6-4
つづきです。
「はぁ……」
そして、なんとも適当な一日だったが今日の勉強の時間は終了した。
現在は夕方の6時ごろ、ちょうど学生が一休みをするころだ。勝馬はいつも通りに適当にネットをしていた。
(メールチェックとSNSチェックと……あとは……調べものでもするか……)
勝馬は、いつもパソコンを使うときは、絶対メールチェックとSNSチェックは欠かさない。
(……って……また来てる……)
[勝馬君、おつかれ!]
さすがに、ここまでしつこく連絡が来ると考えてはいけないことを考え始めた……。
(ここはひとつ仲良くなるふりをして情報を聞き出してみるか……)
[どうも、おつかれです]
[実は今日、なんか変なメールが沢山来たんだよね…]
(……)
勝馬は笑いを堪えた……。
(あの時だな……)
どうやらあの昼間の攻撃が影響したようだ。
[変なメール?]
[いや、実はね、いきなり変なメールが“ダーーー”っときたんだよ…]
「アハハハハハハッ!! 知ってるって。それ俺のせい……」
これは、なかなか面白い状況になってきた。
[ああ、それは大変でしたね…]
[大変だったよ…「なんか迷惑うぜぇ」「邪魔しないでよ」とか…そんなスパムが来てね…]

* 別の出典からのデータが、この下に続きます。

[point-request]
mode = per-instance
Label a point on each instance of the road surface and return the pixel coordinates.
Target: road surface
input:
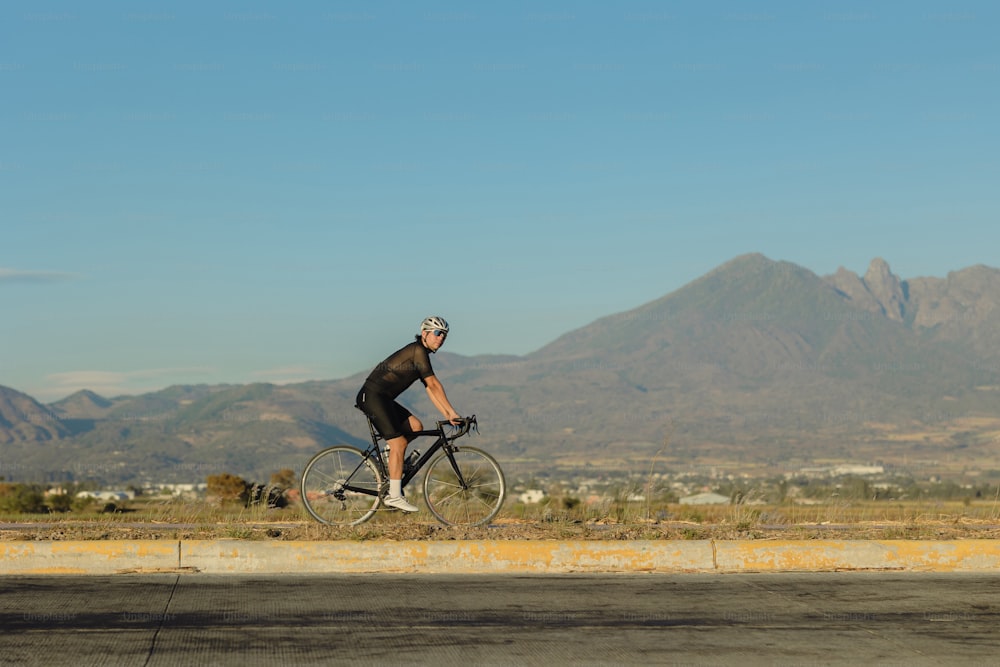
(651, 619)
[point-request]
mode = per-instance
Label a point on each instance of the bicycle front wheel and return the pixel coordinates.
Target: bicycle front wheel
(340, 487)
(468, 493)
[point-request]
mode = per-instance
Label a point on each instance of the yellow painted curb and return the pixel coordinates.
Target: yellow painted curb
(501, 556)
(447, 557)
(87, 557)
(806, 555)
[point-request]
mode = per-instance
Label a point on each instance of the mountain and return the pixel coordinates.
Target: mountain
(758, 361)
(22, 418)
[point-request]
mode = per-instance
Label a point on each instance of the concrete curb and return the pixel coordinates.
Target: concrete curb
(489, 557)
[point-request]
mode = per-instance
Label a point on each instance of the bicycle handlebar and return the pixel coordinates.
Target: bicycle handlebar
(464, 425)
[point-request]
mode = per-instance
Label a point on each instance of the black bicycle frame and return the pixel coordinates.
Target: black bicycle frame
(375, 454)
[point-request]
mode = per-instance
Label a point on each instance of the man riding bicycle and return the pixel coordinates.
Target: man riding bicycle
(391, 378)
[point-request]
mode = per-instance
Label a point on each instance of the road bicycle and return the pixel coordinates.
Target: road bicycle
(463, 486)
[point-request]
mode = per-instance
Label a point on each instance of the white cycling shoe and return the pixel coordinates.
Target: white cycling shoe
(400, 503)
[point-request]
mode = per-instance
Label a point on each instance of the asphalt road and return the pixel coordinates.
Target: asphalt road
(691, 619)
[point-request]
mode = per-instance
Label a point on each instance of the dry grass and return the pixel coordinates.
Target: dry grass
(617, 521)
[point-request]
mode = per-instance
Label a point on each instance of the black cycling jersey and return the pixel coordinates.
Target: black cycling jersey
(403, 367)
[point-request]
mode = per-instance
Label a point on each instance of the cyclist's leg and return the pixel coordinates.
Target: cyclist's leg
(397, 425)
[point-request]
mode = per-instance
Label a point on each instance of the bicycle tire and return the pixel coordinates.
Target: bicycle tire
(340, 487)
(478, 502)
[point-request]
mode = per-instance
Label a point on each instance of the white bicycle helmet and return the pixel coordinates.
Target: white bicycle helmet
(434, 322)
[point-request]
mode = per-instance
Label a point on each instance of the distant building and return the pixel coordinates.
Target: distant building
(531, 496)
(705, 499)
(106, 495)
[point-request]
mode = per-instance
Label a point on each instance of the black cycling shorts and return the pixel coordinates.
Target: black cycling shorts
(388, 417)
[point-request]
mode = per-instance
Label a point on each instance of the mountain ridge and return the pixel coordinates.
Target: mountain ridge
(758, 359)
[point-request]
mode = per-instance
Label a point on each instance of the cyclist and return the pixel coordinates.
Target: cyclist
(391, 378)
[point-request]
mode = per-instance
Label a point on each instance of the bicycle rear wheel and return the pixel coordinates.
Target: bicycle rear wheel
(340, 487)
(473, 503)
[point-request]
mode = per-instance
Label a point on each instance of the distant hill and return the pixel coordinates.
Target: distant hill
(757, 361)
(22, 419)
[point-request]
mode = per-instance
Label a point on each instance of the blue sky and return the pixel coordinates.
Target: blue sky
(238, 192)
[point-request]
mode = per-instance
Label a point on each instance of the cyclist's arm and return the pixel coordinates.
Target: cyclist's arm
(435, 391)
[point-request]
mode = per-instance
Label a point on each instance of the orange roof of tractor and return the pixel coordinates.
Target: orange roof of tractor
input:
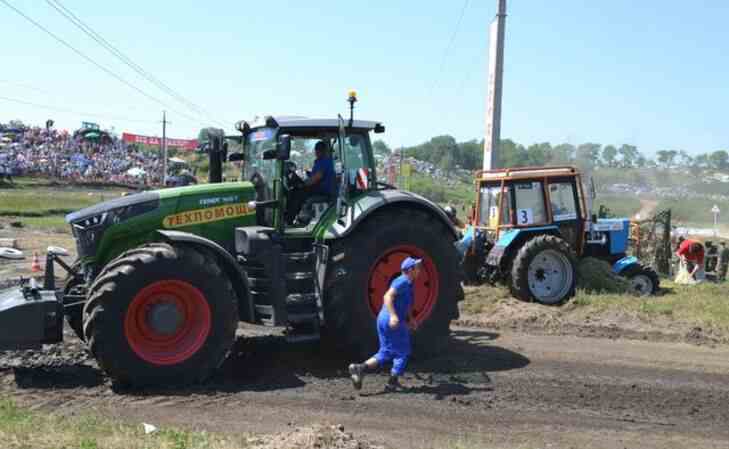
(525, 172)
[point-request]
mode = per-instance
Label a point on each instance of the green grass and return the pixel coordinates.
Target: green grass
(704, 305)
(678, 307)
(39, 198)
(696, 211)
(21, 428)
(620, 206)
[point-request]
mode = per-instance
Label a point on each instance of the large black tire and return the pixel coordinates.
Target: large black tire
(180, 269)
(553, 273)
(643, 279)
(74, 315)
(350, 321)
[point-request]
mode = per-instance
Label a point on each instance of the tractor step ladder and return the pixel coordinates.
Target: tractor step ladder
(300, 310)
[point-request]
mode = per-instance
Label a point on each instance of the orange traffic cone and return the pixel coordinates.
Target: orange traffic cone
(35, 265)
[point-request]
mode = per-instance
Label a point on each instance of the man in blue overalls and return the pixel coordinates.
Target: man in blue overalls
(393, 328)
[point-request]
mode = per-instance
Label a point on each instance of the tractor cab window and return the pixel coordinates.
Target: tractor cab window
(529, 198)
(357, 162)
(562, 201)
(489, 202)
(258, 142)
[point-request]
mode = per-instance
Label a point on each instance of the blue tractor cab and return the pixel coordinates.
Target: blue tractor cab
(533, 227)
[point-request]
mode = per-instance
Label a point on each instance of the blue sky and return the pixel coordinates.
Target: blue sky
(652, 73)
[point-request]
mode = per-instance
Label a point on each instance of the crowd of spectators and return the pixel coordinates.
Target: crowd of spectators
(58, 154)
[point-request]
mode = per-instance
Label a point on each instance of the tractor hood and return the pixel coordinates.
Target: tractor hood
(211, 211)
(117, 203)
(150, 200)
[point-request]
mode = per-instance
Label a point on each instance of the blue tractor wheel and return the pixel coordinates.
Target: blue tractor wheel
(544, 270)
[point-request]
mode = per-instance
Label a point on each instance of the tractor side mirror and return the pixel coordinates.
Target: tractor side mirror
(283, 148)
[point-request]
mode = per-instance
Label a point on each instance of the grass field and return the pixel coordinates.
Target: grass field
(620, 206)
(21, 428)
(42, 205)
(677, 309)
(24, 429)
(704, 305)
(694, 211)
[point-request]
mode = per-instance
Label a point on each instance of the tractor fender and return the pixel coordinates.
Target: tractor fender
(237, 276)
(373, 201)
(622, 264)
(510, 241)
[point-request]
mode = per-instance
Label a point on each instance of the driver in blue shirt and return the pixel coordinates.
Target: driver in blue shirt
(320, 185)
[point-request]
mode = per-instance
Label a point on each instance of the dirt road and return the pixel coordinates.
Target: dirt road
(495, 390)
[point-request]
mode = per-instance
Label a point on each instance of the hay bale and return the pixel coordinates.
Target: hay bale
(596, 276)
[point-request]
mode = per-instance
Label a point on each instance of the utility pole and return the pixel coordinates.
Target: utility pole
(495, 82)
(164, 148)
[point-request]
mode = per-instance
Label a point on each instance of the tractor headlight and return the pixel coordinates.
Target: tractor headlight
(89, 230)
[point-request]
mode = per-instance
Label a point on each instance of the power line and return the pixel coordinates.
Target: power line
(96, 64)
(83, 114)
(58, 6)
(450, 44)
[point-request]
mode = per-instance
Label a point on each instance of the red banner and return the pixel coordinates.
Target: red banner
(185, 144)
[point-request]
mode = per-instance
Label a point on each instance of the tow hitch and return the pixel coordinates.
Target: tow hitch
(31, 316)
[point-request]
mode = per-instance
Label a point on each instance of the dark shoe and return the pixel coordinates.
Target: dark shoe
(393, 384)
(357, 372)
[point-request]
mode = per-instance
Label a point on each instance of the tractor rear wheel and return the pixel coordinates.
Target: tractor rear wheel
(364, 265)
(643, 280)
(544, 270)
(161, 314)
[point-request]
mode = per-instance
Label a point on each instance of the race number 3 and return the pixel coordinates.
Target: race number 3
(525, 216)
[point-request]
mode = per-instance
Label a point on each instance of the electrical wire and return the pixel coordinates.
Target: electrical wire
(71, 111)
(450, 44)
(73, 18)
(96, 64)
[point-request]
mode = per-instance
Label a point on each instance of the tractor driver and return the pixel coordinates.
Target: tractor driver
(320, 186)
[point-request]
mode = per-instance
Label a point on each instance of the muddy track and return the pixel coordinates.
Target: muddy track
(507, 390)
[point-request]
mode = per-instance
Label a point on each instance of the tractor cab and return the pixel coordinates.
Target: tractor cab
(521, 199)
(280, 158)
(532, 225)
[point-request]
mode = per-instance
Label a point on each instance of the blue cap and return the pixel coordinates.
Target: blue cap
(409, 263)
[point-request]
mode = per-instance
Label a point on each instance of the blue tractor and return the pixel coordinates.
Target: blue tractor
(531, 227)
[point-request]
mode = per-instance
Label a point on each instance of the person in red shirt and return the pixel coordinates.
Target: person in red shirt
(691, 252)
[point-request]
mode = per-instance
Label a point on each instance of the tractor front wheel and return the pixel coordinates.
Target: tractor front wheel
(161, 314)
(544, 270)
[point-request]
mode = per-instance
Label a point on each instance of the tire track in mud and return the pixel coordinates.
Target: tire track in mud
(485, 384)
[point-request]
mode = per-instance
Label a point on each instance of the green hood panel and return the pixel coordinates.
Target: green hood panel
(212, 211)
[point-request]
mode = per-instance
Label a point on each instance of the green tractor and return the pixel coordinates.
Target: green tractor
(164, 277)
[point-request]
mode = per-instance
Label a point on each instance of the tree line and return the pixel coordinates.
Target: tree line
(448, 154)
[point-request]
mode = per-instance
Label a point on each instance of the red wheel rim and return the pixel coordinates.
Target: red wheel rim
(387, 267)
(193, 325)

「ハハハ……この人、ほんと鈍感だなぁ……もしかして公安じゃないのかな……」
メールでのやり取りのため、声に出しても問題ないので言いたい放題だ。
「バカなのかな……それとも公的機関の人ってみんなこうなのかな……」
正直、芝辻がまじめな人間なのか、ただのバカなのかがよく分からなくなってきた……。
「ほんとに気づいてないのかな……まあいいか……」
実際はバレている。
[ところで何か用ですか?]
しかし勝馬も本来めんどくさかったら、わざわざ芝辻の相手をしなくてもいいのだが……。
[勝馬君、この前変な事件があったよね……そのことで聞きたいことがあるんだけど]
(やっぱそうか……結局あれが目当てか……いつもそうだな。適当にあしらうか)
[ちょっと風呂行きますね]
これはかなり適当な話の切り方だ。そして適当ながら大胆である。
(ああ、切られたか……)
やはり芝辻も勝馬が明らかに避けていることぐらいは気づいた。
「やっぱり無理かな~~、どうせこっちの目的もバレてしまってるんだろうしな……」
(勝馬君も今回が初めてじゃないだろうしな……ちょっと難しいかな……時間がかかりそうだな……)
芝辻は、非常に見晴らしのいい綺麗な景色の見える高層なマンションの自室から景色を眺めながら勝馬と少し前まで通信をしていた。
(しかし、今日も疲れたな……)
どうやら彼も仕事終わりのようだ。また芝辻はそこそこ金持ちのようだ。
(まあ、勝馬君は嫌いなタイプじゃないし、もう少し時間をかけて接していくか)
(時間をかけて接するつもりは全然ないよ……)
同時刻、同タイミングで勝馬はこのように考えていた……。案の定。
だが当然だろう。勝馬は誰とでも仲良くなれるような人間ではないのは明白だ。尚更芝辻のような暑苦しい人間は最も苦手である。
(なんかまたメール来てるし……)
また、連絡が来ていた……。
[明日もまた話してねww]
(なにが、wwだよ。もう……)
しかし所詮相手はただの他人なので、無視をしようと思えばいつでもできるため、勝馬は大して気に留めていなかった。